Quinoa Porridge

Makes 2 servings.

  • 1/2 cup quinoa, rinsed and drained if not organic
  • 1-1/2 cups almond milk
  • 1/4 cup dried cranberries
  • 1/4 tsp cinnamon
  • 1/2 tsp vanilla
  • Pinch of salt
  • 1 medium banana, sliced
  • 1 cup blackberries
  • 1¬†Tbs honey or maple syrup (or use a sugar free brand if you like) - optional if you have used a sweetened milk
  1. Place the quinoa, milk, cranberries, cinnamon, vanilla, and salt in a small-to medium-sized, heavy-bottomed pot and bring the mixture to a light boil.
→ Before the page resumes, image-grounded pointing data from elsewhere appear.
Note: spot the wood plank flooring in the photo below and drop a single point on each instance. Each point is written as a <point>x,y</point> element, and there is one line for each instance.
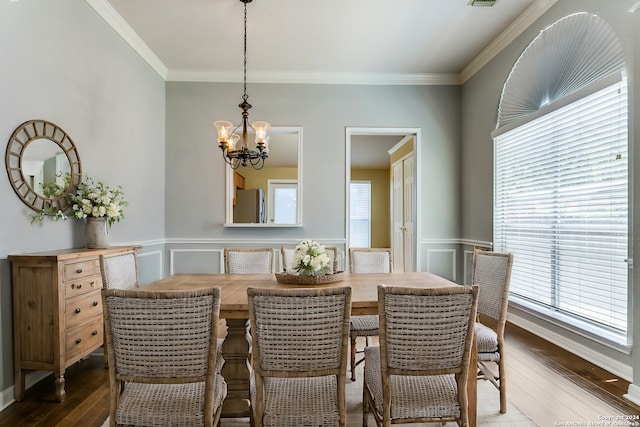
<point>547,383</point>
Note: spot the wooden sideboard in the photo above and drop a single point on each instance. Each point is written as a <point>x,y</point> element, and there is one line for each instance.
<point>57,311</point>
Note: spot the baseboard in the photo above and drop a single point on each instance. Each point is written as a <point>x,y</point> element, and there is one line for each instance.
<point>633,394</point>
<point>7,395</point>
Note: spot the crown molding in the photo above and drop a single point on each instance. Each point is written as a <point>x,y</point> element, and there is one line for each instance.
<point>316,78</point>
<point>114,19</point>
<point>517,27</point>
<point>537,9</point>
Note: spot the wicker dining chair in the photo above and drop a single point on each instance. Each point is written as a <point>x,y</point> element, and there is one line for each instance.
<point>120,270</point>
<point>491,272</point>
<point>299,356</point>
<point>419,372</point>
<point>248,261</point>
<point>366,260</point>
<point>162,357</point>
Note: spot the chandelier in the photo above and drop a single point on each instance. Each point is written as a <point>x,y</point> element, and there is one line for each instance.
<point>235,148</point>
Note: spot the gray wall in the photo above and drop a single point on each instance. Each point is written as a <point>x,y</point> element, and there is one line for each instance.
<point>194,162</point>
<point>480,100</point>
<point>61,62</point>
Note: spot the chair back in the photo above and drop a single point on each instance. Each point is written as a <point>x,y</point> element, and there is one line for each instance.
<point>426,331</point>
<point>370,260</point>
<point>491,272</point>
<point>248,261</point>
<point>300,332</point>
<point>162,353</point>
<point>162,336</point>
<point>119,270</point>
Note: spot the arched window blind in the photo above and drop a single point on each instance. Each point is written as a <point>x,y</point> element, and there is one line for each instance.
<point>561,173</point>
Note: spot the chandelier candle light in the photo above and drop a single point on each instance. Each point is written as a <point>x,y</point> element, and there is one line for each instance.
<point>235,148</point>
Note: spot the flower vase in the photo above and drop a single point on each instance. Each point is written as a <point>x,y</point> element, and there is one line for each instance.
<point>96,233</point>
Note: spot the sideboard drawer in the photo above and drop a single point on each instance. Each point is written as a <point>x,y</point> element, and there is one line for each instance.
<point>81,286</point>
<point>86,337</point>
<point>77,270</point>
<point>82,307</point>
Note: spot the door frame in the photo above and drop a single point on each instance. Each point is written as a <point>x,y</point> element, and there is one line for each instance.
<point>374,131</point>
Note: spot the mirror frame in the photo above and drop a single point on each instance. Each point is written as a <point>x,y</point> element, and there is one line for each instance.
<point>20,139</point>
<point>229,187</point>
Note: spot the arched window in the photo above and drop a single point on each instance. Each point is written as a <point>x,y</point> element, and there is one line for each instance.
<point>561,175</point>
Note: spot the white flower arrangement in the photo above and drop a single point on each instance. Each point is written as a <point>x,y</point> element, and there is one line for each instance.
<point>97,200</point>
<point>310,259</point>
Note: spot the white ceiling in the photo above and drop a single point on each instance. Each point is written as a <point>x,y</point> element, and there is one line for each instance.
<point>322,41</point>
<point>423,41</point>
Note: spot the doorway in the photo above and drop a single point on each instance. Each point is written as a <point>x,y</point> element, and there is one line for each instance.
<point>368,150</point>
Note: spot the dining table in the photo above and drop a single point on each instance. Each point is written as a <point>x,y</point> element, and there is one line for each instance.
<point>234,309</point>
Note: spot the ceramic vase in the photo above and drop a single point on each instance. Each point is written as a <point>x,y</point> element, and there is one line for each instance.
<point>96,233</point>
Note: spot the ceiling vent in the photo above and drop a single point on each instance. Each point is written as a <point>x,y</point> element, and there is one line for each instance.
<point>482,3</point>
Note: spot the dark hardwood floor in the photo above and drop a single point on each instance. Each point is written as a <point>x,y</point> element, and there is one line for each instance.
<point>87,388</point>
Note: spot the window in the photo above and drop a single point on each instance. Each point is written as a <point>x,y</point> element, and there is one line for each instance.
<point>282,201</point>
<point>561,176</point>
<point>360,214</point>
<point>561,207</point>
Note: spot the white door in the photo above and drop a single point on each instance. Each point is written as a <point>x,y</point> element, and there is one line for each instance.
<point>397,217</point>
<point>409,213</point>
<point>403,239</point>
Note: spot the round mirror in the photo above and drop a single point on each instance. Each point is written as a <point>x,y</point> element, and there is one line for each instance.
<point>43,165</point>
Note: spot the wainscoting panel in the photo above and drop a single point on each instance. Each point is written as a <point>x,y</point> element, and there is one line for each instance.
<point>150,266</point>
<point>442,262</point>
<point>196,261</point>
<point>468,267</point>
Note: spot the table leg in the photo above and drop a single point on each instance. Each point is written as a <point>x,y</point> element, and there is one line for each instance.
<point>235,371</point>
<point>472,384</point>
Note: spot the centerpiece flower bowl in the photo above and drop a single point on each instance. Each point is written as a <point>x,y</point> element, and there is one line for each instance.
<point>297,279</point>
<point>311,266</point>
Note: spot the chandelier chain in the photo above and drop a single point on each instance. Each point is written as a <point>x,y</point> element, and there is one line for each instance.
<point>245,97</point>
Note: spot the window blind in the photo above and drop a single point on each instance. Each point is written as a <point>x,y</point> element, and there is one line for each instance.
<point>561,207</point>
<point>360,214</point>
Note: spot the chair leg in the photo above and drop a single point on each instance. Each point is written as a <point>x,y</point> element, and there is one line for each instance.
<point>503,386</point>
<point>353,358</point>
<point>365,408</point>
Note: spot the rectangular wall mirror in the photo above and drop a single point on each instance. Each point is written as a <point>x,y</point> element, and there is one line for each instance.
<point>271,196</point>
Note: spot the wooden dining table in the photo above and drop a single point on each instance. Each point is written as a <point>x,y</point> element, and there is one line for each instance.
<point>234,309</point>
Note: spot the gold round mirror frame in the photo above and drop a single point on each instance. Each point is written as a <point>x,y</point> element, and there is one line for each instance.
<point>24,135</point>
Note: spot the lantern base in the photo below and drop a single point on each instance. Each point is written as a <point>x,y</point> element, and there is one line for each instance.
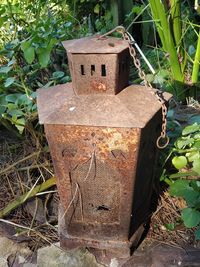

  2. Cover the pot, lower heat to medium-low, and cook for 15 minutes.
  3. Uncover and stir the quinoa mixture.
  4. Cook and simmer, uncovered, stirring occasionally (so it does not stick and burn on the bottom), 5 to 10 minutes more, or until the quinoa is quite tender and the mixture has thickened, but is still creamy and porridge-like in texture.
  5. Divide mixture between 2 bowls. Top each with half of the fresh fruit. Drizzle each with 1 Tbs maple syrup or honey and serve.